The 54-year-old founder of the Galleon Group hedge fund was also fined $10 million and ordered to forfeit $53.8 million in what the judge said were illicit profits from trading on confidential corporate information.

Prosecutors said Rajaratnam made as much as $75 million in all by cultivating a network of friends, former classmates and other tipsters at various companies and investment firms who supplied him with early word on such things as mergers and earnings announcements. In return, they received kickbacks or a chance to get in on the action.

Among the companies he profited from were Google, IBM, Hilton Hotels, Intel, Advanced Micro Devices and Goldman Sachs.

The sentencing was the last major act in a series of prosecutions that followed Rajaratnam’s arrest in 2009, the same year he was ranked No. 559 by Forbes magazine among the world’s wealthiest billionaires, with a $1.3 billion net worth. More than two dozen people were arrested in the investigation, nicknamed Perfect Hedge, and all were convicted.

The judge called it “an assault on the free markets that are a fundamental element of our democratic society. There may not be readily identifiable victims, but when the playing field is not level, the integrity of the marketplace is called into question and the public suffers.”

Asked at his sentencing if he would like to speak, Rajaratnam responded: “No, thank you, Your Honor.”

The Sri Lanka-born Rajaratnam was ordered to report to a yet-to-be-designated prison Nov. 28. Until then, he must remain confined to his $10 million Manhattan condominium.
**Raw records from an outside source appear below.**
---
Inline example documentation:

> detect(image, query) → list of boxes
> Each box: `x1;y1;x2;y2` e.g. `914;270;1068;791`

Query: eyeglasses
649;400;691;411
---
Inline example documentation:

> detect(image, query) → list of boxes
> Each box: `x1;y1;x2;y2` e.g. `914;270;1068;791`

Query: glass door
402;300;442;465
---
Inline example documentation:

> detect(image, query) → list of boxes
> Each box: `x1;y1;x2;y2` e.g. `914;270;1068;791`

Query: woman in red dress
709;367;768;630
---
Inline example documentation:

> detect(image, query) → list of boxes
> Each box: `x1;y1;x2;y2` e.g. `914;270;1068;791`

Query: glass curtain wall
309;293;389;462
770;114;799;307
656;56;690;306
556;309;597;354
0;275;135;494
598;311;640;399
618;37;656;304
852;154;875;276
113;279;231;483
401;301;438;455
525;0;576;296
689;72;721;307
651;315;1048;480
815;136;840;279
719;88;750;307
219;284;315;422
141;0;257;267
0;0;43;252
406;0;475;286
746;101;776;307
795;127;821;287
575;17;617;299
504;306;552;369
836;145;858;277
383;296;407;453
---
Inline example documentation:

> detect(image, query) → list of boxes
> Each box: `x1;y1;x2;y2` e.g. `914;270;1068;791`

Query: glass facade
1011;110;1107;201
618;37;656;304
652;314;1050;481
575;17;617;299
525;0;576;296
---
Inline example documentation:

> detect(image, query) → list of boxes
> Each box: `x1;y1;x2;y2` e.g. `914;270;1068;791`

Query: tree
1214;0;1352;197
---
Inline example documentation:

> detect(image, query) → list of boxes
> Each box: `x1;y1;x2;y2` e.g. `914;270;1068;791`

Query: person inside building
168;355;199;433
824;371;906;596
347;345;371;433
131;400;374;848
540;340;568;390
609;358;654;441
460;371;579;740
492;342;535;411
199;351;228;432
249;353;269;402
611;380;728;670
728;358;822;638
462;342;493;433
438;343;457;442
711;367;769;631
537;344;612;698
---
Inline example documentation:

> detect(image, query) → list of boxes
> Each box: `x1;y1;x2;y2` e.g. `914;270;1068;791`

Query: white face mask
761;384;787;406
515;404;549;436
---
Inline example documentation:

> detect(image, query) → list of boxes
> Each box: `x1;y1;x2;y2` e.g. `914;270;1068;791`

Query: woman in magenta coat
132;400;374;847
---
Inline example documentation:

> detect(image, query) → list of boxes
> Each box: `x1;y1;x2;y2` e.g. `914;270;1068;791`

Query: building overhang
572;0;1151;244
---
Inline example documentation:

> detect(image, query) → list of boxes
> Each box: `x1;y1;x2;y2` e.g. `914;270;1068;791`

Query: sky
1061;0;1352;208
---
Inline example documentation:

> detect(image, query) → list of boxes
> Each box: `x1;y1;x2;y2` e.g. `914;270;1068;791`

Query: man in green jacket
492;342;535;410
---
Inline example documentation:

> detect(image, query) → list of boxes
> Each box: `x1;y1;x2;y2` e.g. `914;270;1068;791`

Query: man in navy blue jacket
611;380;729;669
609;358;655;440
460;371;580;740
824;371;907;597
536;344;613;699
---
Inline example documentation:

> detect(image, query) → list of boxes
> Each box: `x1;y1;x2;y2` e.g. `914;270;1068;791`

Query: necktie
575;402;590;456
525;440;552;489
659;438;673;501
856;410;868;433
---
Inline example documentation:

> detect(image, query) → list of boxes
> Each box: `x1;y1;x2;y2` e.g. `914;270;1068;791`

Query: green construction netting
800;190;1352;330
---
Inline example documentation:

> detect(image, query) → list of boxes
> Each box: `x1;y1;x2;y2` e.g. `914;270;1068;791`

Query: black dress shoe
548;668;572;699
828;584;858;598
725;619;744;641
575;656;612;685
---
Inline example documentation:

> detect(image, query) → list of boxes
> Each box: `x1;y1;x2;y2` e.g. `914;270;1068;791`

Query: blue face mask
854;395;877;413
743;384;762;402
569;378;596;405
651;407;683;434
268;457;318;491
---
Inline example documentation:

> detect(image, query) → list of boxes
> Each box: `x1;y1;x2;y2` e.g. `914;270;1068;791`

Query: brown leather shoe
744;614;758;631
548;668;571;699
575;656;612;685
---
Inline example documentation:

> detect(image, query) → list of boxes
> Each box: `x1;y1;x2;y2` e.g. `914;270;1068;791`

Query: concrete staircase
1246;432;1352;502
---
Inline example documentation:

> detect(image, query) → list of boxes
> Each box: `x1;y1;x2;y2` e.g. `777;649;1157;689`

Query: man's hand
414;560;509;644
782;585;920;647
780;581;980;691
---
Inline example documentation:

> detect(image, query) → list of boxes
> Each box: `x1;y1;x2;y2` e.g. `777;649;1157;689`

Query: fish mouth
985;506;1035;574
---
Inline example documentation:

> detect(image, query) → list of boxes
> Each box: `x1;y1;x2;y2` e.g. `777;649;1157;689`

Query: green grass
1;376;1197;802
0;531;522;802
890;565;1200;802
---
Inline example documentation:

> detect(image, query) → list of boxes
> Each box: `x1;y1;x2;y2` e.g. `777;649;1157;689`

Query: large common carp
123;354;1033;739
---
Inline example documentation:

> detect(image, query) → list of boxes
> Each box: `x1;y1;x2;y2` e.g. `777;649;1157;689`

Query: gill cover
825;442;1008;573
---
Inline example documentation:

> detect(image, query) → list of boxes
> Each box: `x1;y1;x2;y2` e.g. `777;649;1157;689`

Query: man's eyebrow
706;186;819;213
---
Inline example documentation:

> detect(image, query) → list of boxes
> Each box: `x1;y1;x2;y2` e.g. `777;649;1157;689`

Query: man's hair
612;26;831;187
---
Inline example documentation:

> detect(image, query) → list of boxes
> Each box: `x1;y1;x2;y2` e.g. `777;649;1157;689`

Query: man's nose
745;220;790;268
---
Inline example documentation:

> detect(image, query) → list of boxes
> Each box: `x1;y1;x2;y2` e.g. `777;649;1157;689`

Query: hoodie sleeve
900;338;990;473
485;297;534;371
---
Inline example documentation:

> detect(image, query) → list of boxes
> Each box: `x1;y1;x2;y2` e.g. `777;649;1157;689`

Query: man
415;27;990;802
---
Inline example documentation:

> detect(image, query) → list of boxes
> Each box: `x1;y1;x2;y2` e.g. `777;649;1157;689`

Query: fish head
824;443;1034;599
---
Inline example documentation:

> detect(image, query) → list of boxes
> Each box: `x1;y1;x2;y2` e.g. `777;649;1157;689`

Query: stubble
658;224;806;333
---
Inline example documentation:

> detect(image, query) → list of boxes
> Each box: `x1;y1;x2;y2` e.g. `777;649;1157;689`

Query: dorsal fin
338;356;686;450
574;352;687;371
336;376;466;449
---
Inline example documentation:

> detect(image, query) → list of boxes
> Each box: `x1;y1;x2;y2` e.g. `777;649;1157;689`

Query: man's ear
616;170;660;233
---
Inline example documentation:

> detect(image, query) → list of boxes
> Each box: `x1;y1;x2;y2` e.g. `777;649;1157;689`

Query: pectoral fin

The judge said Rajaratnam deserved some leniency, noting his poor health and his charitable work in helping the homeless and the victims of Sept. 11 and natural disasters.

Galleon was one of the world’s largest hedge funds before it collapsed in the wake of Rajaratnam’s arrest, and the case against him and his cohorts was one of the most closely watched insider-trading scandals since the Ivan Boesky and Michael Milken cases in the 1980s.